Dernière trouvaille dans l’arsenal protectionniste de Donald Trump, le concept de « droits de douane réciproques », qui s’appliquera à partir du 1er avril prochain. Il s’agit d’une forme de loi du talion censée « rétablir l’équité dans les relations commerciales » en appliquant aux importations un niveau de droit de douane identique à celui subi par les exportations américaines. Dans le cas de la France, Trump pourrait ainsi rehausser les mesures tarifaires sur l’agroalimentaire, les produits étant frappés de droit de douane de 10 % contre 3,5 % aux États-Unis.

Ce faisant, Trump prouve qu’il raisonne en pur mercantiliste, considérant le commerce mondial comme un jeu à somme nulle. C’est ce qu’avait compris l’ex-chancelière allemande Angela Merkel qui, dans ses mémoires, décrit l’incapacité du président des États-Unis à seulement imaginer une coopération gagnant-gagnant, en lieu et place de la compétition mondiale. À ce jeu de massacre, il faudra par conséquent que l’administration américaine passe en revue la totalité des échanges et accords commerciaux — travail de fourmi ou de forçat, c’est selon —, afin de rééquilibrer les droits de douane.

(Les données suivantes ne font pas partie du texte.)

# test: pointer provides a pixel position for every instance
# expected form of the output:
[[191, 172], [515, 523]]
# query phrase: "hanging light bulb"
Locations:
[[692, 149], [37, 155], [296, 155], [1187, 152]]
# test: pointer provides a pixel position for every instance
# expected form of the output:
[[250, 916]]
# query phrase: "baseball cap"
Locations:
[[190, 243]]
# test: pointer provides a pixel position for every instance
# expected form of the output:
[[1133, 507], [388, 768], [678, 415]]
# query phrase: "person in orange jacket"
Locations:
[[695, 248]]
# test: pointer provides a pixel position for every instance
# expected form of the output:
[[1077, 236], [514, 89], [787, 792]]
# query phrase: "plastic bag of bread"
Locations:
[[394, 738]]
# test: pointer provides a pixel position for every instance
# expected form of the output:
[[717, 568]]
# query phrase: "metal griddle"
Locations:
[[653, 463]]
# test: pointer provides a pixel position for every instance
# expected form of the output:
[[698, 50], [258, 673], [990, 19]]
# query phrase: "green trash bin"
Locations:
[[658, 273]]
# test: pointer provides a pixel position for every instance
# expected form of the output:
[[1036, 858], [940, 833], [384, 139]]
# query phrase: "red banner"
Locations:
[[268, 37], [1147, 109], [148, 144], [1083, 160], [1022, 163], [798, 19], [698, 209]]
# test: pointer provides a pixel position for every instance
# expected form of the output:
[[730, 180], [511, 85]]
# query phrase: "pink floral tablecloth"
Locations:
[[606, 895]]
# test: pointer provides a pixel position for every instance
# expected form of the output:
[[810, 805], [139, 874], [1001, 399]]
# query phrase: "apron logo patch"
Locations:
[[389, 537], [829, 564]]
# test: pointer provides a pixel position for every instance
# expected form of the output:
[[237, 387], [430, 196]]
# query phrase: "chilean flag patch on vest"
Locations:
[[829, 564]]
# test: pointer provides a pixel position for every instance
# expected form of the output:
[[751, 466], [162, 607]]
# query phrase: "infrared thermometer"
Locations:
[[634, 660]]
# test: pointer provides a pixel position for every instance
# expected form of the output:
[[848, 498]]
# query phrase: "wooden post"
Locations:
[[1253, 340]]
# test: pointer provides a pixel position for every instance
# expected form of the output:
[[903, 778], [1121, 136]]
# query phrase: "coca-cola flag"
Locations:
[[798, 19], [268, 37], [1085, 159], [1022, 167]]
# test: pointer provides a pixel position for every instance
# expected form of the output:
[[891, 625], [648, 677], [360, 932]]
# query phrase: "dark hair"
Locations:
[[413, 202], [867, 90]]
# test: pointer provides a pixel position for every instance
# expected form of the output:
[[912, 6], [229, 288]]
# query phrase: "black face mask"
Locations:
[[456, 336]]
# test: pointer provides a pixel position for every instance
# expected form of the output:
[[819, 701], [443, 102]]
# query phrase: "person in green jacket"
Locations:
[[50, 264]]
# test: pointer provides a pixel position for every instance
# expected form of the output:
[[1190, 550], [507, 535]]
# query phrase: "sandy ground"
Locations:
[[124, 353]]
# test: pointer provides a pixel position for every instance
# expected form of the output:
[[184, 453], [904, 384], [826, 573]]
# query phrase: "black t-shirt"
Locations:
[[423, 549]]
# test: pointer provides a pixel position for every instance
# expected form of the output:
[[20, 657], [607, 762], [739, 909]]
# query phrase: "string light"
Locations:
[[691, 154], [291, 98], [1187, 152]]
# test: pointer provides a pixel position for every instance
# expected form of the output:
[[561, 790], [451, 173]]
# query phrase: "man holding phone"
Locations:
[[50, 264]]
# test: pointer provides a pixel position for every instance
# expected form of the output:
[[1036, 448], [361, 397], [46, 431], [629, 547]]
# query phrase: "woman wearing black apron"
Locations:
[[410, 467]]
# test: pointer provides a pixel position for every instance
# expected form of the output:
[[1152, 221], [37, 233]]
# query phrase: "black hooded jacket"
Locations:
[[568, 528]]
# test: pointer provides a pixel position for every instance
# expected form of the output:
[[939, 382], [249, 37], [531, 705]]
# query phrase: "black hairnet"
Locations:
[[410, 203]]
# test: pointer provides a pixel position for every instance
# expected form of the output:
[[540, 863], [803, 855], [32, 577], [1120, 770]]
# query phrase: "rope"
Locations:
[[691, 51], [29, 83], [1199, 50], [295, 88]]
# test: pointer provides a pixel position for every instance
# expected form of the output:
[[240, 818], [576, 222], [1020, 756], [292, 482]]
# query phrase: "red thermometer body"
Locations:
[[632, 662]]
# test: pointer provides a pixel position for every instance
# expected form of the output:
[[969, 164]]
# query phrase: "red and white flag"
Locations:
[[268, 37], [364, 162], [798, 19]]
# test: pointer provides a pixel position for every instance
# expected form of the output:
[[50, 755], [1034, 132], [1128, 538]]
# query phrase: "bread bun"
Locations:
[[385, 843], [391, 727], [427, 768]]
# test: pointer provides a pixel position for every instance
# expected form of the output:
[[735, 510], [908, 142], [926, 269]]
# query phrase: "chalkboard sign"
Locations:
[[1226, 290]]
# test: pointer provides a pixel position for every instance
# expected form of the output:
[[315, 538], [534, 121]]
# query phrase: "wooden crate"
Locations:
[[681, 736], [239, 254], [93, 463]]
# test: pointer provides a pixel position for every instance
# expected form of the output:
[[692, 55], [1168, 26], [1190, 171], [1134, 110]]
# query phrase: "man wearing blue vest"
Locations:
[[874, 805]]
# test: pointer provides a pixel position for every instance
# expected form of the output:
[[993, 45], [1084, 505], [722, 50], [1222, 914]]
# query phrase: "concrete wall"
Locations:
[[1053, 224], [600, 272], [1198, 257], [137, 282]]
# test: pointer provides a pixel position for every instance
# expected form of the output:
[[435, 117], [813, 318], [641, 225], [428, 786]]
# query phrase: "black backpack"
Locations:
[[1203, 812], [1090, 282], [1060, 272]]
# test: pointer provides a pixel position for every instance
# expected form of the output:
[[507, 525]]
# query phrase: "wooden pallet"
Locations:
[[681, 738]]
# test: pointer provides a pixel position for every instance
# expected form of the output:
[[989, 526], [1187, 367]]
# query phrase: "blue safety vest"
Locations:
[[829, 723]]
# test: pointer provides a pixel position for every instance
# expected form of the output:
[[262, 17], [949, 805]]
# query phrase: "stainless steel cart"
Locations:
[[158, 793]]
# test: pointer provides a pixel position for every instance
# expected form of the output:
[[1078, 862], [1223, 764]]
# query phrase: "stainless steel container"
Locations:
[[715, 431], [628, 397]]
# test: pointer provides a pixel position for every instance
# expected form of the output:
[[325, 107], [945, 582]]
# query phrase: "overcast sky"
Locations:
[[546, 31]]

Coût élevé du jeu de massacre

Dans ces dernières déclarations, le président des États-Unis a indiqué que les « droits de douane réciproques » prendraient en compte toutes les mesures défavorables au commerce de son pays, à l’instar des subventions publiques, du taux de change, de la politique salariale du pays et même du taux de TVA ! C’est dire combien la compensation qu’il exige pourrait augmenter le prix des marchandises selon les pays. Cela grèverait tout à la fois les coûts de production des entreprises importatrices et le pouvoir d’achat des consommateurs, mettant ainsi à mal l’économie des pays importateurs. Avec pour conséquence, à terme, un reflux de la demande adressée aux producteurs américains et donc un ralentissement de l’activité, accompagné d’un possible creusement du déficit commercial. Et avec les inévitables mesures de rétorsion, les entreprises et les consommateurs américains verront l’addition augmenter, ce qu’a déjà confirmé Trump.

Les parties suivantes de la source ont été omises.